Questions on: Chennille
Ron Smith, Horticulturist, NDSU Extension Service
Q: I have an indoor chenille plant that I love. Lately it hasnít been doing well. I've just finished looking for information about the plant but there seems to be slight variations on how to care for it. I have the plant right next to a west-facing window (I don't have a south-facing window). I wonder if the plant has been too close to the cold of the window. I spray it with water three or more times daily and water it the first day the soil is dry. I have been fertilizing it about once a month. It's losing leaves daily. The leaves turn yellow and dry up and fall off. Today I cut the plant back and took off all of the flowers and am starting fresh. I have to admit that about three months ago I sprayed it with hairspray because I thought it was my water bottle.

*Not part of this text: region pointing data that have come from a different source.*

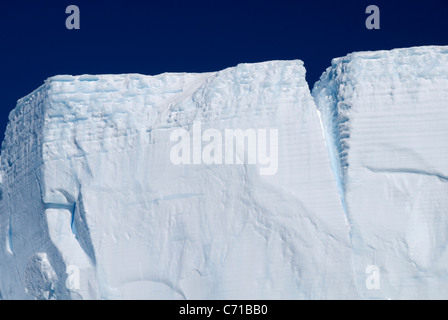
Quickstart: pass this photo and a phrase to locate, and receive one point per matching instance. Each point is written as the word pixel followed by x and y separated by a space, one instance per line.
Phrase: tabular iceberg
pixel 94 207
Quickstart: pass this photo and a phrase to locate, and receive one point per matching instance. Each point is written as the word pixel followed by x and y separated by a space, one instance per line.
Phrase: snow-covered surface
pixel 387 112
pixel 88 188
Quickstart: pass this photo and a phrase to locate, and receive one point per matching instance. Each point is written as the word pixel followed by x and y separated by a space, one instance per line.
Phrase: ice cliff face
pixel 93 206
pixel 386 115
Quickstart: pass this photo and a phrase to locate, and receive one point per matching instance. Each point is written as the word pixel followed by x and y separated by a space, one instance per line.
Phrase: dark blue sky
pixel 152 37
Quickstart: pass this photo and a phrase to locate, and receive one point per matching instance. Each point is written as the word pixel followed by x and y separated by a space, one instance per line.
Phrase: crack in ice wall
pixel 87 181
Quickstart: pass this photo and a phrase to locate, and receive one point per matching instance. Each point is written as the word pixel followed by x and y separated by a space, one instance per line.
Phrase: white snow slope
pixel 93 207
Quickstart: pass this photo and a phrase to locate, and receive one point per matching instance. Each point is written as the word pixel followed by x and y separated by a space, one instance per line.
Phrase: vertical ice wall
pixel 385 115
pixel 90 184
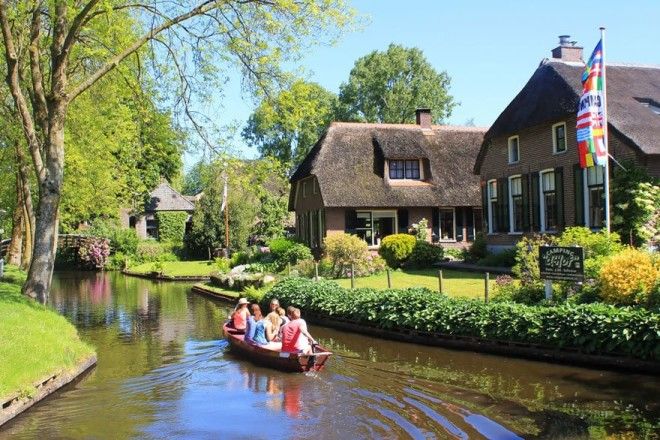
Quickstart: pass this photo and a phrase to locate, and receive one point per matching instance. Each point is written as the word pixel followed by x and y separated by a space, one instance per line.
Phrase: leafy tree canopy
pixel 388 87
pixel 288 125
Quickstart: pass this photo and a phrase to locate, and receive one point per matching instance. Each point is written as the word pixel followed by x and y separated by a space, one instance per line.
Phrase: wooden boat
pixel 280 360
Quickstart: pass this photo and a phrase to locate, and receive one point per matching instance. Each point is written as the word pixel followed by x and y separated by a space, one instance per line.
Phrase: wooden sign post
pixel 562 264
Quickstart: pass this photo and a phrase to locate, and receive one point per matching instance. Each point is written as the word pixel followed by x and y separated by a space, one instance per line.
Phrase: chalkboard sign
pixel 561 263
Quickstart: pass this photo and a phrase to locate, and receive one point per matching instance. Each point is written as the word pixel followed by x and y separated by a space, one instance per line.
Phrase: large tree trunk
pixel 40 275
pixel 16 247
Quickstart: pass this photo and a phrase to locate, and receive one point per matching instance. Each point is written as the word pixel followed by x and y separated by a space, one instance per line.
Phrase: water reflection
pixel 165 371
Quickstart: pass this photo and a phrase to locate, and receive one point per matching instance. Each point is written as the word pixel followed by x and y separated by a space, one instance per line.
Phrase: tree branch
pixel 114 61
pixel 39 98
pixel 13 82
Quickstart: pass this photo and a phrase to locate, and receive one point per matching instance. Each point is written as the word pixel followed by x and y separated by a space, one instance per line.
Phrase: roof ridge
pixel 447 127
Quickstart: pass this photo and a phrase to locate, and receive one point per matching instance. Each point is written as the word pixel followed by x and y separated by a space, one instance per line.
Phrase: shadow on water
pixel 164 371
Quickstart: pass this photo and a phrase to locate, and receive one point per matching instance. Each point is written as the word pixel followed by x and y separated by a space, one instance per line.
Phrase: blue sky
pixel 489 48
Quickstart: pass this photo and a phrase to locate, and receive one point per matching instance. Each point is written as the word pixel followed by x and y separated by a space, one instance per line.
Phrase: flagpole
pixel 606 179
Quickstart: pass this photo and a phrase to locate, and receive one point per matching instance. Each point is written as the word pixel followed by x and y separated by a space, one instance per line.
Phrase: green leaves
pixel 388 87
pixel 591 328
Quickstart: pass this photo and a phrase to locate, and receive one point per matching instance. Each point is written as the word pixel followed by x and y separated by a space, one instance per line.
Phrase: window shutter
pixel 524 181
pixel 578 185
pixel 503 204
pixel 484 203
pixel 351 221
pixel 402 219
pixel 535 200
pixel 460 212
pixel 559 194
pixel 469 223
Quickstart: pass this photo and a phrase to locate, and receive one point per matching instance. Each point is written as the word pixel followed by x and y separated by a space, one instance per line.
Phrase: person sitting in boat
pixel 295 337
pixel 240 315
pixel 272 324
pixel 255 332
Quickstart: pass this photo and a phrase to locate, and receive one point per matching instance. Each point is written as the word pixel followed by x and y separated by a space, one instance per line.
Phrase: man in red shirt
pixel 295 337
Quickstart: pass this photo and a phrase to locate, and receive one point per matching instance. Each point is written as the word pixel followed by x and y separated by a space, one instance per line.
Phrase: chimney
pixel 567 50
pixel 423 117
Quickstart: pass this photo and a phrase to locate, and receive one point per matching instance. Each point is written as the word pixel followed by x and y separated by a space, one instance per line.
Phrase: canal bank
pixel 40 351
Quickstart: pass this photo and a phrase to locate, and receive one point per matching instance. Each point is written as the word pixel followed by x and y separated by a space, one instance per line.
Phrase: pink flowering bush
pixel 94 252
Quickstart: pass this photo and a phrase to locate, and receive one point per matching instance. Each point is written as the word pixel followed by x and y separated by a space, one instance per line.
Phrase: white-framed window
pixel 373 226
pixel 514 149
pixel 447 224
pixel 492 206
pixel 548 200
pixel 559 138
pixel 516 211
pixel 405 169
pixel 594 196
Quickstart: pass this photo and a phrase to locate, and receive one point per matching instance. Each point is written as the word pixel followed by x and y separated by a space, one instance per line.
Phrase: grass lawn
pixel 35 341
pixel 455 283
pixel 179 268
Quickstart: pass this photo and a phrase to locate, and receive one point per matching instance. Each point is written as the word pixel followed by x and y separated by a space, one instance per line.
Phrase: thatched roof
pixel 166 198
pixel 553 92
pixel 348 162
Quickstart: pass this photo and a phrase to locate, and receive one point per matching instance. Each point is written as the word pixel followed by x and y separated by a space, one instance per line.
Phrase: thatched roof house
pixel 377 179
pixel 528 163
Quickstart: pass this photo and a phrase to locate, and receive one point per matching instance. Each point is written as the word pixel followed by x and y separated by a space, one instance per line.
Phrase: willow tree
pixel 43 37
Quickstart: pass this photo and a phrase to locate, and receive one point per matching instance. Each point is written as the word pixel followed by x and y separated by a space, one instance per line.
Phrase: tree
pixel 287 126
pixel 388 87
pixel 47 47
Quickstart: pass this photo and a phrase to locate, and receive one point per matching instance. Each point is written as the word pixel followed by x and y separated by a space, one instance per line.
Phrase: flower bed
pixel 589 328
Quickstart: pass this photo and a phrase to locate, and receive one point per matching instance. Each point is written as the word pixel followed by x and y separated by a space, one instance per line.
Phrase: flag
pixel 591 117
pixel 224 195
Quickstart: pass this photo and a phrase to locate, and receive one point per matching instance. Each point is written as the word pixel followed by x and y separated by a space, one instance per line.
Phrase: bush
pixel 590 328
pixel 93 253
pixel 295 253
pixel 171 225
pixel 223 264
pixel 478 249
pixel 343 250
pixel 425 254
pixel 629 278
pixel 278 246
pixel 397 248
pixel 149 251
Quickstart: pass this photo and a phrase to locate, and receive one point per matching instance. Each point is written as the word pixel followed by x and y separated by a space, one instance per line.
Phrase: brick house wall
pixel 536 154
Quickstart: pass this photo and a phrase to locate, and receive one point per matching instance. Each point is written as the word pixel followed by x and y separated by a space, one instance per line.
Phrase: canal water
pixel 164 371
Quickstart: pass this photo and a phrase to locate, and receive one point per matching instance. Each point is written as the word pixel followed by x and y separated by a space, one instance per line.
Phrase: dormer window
pixel 514 149
pixel 404 169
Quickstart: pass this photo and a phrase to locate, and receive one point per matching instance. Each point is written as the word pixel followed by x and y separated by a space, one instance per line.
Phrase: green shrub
pixel 278 246
pixel 629 277
pixel 223 264
pixel 425 254
pixel 171 225
pixel 590 328
pixel 478 249
pixel 296 253
pixel 397 248
pixel 344 250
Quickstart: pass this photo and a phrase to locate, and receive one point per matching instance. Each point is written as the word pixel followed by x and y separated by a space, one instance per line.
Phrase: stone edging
pixel 502 348
pixel 16 404
pixel 166 277
pixel 213 294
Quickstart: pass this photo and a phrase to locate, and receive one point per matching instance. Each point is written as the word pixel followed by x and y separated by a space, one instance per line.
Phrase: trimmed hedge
pixel 591 328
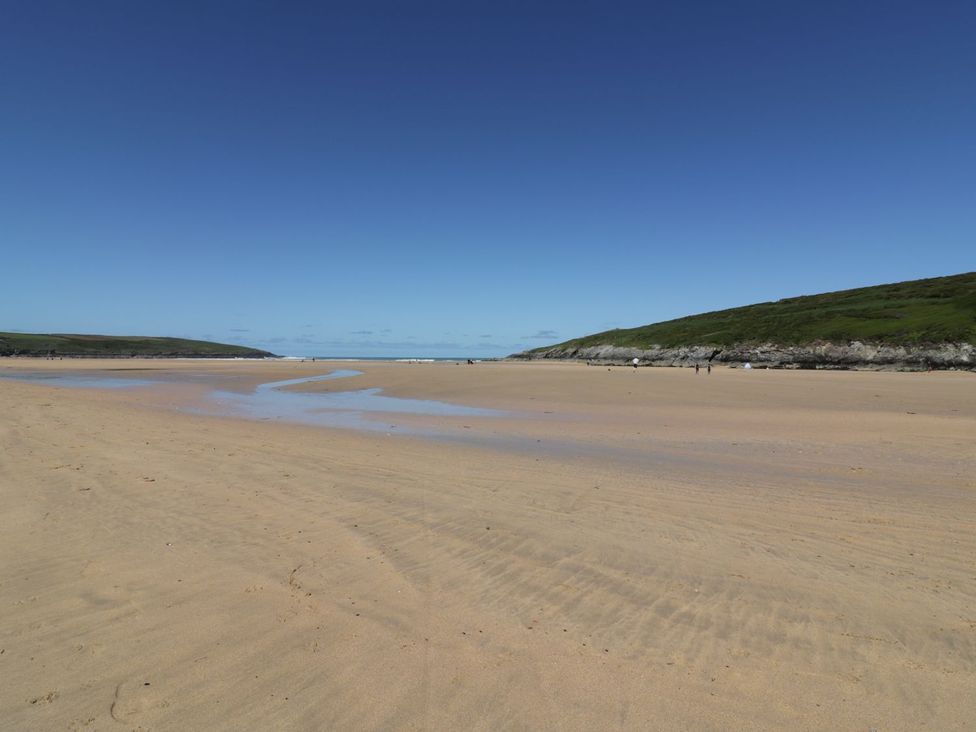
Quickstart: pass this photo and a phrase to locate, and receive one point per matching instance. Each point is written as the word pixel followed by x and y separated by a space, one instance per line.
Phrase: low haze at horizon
pixel 455 181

I immediately sprayed it with water and gently tried to wash it away with my fingers, but you could tell there were still deposits on the leaves. The plant seemed fine for quite a while but suddenly the leaves started turning yellow and falling off. I don't know if that mistake is causing my problems. Also, what is the proper way to propagate its clippings? They are in water right now. (E-mail reference)

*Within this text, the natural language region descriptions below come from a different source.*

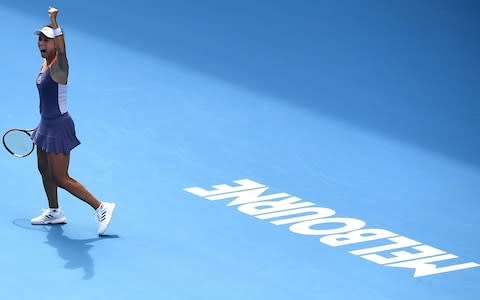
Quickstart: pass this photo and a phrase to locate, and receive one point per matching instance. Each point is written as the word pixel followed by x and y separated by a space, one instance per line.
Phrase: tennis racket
pixel 18 142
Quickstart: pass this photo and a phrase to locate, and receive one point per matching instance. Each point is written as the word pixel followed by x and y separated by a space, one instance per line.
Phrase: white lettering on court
pixel 304 218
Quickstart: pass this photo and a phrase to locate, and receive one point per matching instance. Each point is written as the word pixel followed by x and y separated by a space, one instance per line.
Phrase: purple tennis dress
pixel 56 131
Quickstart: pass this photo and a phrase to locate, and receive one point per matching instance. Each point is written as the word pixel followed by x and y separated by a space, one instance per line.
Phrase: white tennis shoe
pixel 104 216
pixel 50 216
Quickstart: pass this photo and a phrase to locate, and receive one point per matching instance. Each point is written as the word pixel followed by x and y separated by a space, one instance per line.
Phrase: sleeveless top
pixel 53 96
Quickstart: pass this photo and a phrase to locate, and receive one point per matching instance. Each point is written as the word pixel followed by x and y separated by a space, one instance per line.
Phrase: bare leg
pixel 48 183
pixel 58 166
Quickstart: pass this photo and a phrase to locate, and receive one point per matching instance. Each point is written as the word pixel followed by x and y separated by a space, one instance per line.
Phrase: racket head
pixel 18 142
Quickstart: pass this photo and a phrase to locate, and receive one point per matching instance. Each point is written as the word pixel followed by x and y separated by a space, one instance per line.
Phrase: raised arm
pixel 60 67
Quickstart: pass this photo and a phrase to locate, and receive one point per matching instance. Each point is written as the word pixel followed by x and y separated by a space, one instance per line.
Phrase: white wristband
pixel 57 31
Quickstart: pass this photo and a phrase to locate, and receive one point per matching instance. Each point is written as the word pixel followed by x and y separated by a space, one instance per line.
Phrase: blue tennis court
pixel 254 149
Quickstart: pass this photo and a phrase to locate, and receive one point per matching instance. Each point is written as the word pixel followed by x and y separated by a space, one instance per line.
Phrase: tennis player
pixel 55 135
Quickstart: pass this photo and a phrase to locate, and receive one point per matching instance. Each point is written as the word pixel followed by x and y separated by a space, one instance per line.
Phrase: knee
pixel 44 170
pixel 60 181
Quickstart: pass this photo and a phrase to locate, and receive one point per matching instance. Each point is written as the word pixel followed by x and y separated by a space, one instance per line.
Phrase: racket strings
pixel 18 143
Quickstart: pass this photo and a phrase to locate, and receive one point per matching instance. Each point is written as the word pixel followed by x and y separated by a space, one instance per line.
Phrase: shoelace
pixel 101 215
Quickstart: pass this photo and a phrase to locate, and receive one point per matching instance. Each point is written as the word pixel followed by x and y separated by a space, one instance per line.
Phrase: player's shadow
pixel 75 252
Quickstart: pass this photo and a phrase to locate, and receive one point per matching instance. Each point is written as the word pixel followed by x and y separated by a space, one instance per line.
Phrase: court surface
pixel 366 108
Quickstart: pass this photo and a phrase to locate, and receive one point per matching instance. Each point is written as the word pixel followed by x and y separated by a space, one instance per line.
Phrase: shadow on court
pixel 74 252
pixel 408 70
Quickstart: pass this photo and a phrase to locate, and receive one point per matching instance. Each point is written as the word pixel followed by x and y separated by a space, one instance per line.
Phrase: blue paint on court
pixel 365 107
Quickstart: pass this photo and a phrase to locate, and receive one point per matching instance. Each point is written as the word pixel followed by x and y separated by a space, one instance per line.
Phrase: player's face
pixel 46 46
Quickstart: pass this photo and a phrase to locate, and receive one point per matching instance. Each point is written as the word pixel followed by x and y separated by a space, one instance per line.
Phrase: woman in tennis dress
pixel 55 135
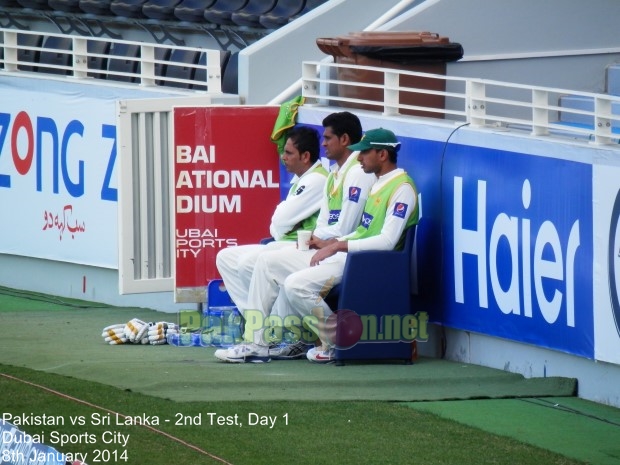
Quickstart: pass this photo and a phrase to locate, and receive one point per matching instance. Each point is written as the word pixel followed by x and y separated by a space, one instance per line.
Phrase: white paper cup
pixel 302 239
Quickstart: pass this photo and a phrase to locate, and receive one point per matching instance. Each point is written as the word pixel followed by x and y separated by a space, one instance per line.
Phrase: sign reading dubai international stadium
pixel 518 235
pixel 226 187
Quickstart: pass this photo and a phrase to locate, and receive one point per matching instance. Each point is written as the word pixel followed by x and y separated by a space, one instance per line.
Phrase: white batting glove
pixel 114 334
pixel 135 330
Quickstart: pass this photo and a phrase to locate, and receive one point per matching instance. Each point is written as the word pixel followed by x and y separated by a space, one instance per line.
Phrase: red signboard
pixel 226 178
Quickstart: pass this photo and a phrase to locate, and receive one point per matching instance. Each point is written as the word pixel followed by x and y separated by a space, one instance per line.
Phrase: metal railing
pixel 91 58
pixel 479 102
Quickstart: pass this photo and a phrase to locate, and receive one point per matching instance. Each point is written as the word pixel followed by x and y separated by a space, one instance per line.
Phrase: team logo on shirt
pixel 354 194
pixel 400 209
pixel 366 220
pixel 333 217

A: You are setting too high a standard for yourself. The picture you sent of a chenille plant is of a perfect plant. Just like gorgeous male and female models we see with perfect skin, hair, teeth and eyes, most of us, and the plants we grow at home, approach more of an "average" status! This plant thrives in a nice humid greenhouse with plenty of light and warm temperatures. Bringing one into an average home during winter months is a real test of survivability. Take cuttings and root them in a sand/peat media each spring and be satisfied with getting one to survive. Forget about it looking good over the winter months. If you can, take cuttings that are four to six inches long. Dip the ends in a rooting hormone and provide some bottom heat. Be sure they get plenty of direct light from the sun, artificial lighting, or a combination of both. The leaf drop your plant has been experiencing could be from an earlier spider mite infestation or possibly scale.
Q: I have a chenille plant that is growing great. I have it in a room with lots of light but not direct sun on the plant (at least most of the time). The plant is now showing yellow at the tips of the entire leaf "points." Is this a lack of fertilizer, or the sun shining on it some of the time, or is it a pest of some sort? (E-mail reference)

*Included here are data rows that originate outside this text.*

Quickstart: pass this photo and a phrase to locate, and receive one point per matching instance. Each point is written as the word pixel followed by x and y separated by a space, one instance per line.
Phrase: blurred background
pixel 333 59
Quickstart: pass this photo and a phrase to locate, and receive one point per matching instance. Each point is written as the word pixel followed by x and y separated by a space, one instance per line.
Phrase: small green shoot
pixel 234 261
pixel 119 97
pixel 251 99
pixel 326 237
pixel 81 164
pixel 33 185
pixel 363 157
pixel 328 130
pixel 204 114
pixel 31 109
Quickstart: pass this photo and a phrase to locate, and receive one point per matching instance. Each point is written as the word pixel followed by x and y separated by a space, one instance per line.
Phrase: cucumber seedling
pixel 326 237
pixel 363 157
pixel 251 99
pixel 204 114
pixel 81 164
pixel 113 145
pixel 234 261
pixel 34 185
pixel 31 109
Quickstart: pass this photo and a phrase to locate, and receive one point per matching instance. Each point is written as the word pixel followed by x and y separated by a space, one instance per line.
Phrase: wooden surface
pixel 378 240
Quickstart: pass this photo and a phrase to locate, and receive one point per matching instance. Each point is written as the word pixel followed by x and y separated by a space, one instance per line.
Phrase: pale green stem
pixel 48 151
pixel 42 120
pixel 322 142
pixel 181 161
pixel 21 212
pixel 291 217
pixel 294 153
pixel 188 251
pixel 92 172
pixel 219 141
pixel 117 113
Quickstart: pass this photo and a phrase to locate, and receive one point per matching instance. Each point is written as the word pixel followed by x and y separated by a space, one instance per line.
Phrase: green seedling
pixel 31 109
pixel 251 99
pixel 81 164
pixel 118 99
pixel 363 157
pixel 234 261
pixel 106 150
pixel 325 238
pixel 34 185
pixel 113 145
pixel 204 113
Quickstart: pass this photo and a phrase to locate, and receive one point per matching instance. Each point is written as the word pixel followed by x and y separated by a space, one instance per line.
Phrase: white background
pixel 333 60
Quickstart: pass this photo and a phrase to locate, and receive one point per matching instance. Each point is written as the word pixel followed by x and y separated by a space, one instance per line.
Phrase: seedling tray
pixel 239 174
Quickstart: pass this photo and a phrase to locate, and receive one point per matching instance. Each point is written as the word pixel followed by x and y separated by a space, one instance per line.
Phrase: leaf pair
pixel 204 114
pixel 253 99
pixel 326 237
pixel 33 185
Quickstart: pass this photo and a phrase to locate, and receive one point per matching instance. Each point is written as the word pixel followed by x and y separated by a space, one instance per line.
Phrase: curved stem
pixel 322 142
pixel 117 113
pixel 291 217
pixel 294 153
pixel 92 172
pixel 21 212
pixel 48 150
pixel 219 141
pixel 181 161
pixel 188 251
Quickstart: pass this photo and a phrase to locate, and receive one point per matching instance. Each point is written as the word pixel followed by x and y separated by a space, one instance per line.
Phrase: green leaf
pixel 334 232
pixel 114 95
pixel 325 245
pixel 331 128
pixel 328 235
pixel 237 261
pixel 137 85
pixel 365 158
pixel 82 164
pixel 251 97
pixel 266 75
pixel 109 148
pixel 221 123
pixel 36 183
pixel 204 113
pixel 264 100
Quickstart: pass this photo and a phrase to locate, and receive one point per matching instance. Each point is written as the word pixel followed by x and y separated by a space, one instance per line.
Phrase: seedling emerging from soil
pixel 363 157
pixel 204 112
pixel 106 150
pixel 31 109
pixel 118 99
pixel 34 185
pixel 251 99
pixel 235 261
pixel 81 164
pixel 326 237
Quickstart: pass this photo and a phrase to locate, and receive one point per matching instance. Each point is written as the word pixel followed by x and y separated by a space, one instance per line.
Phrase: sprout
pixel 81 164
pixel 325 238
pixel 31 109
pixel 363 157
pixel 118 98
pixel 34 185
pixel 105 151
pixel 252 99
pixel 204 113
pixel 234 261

A: It sounds like salt burn. This could be caused by keeping the plant in a pot that is not freely draining and the fertilizer or water salts are building up to the point where this tip burn is now taking place. I'd suggest repotting in a free-flowing pot, with fresh potting soil, and fertilizing lightly every two weeks only during active periods of grown. It could also be that the direct sunlight is too much, so try moving it back a little from the source. Also, it could be low humidity or just simple senescence of the older leaves.
A: Yes, chenille plants make excellent houseplants. They need strong light through a filtered shade. If the light is inadequate, then the plant will become spindly and not flower. Keep it in a warm location away from cold drafts. During winter, cut back on the watering, keeping it just wet enough to prevent the soil from drying out. Chenille plants do not age gracefully, so begin taking tip cuttings in the spring and rooting them. Discard the parent plant when it no longer produces decent flowers or looks poorly.
A. The Chenille plant Acalypha hispida, thrives in high humidity and moist soil. Fertilize every couple of weeks from February until August. Keep pruned to desired formand use prunings as cuttings for propagation purposes. Repot around the first of February. The plant does best in partial shade, not direct sunlight.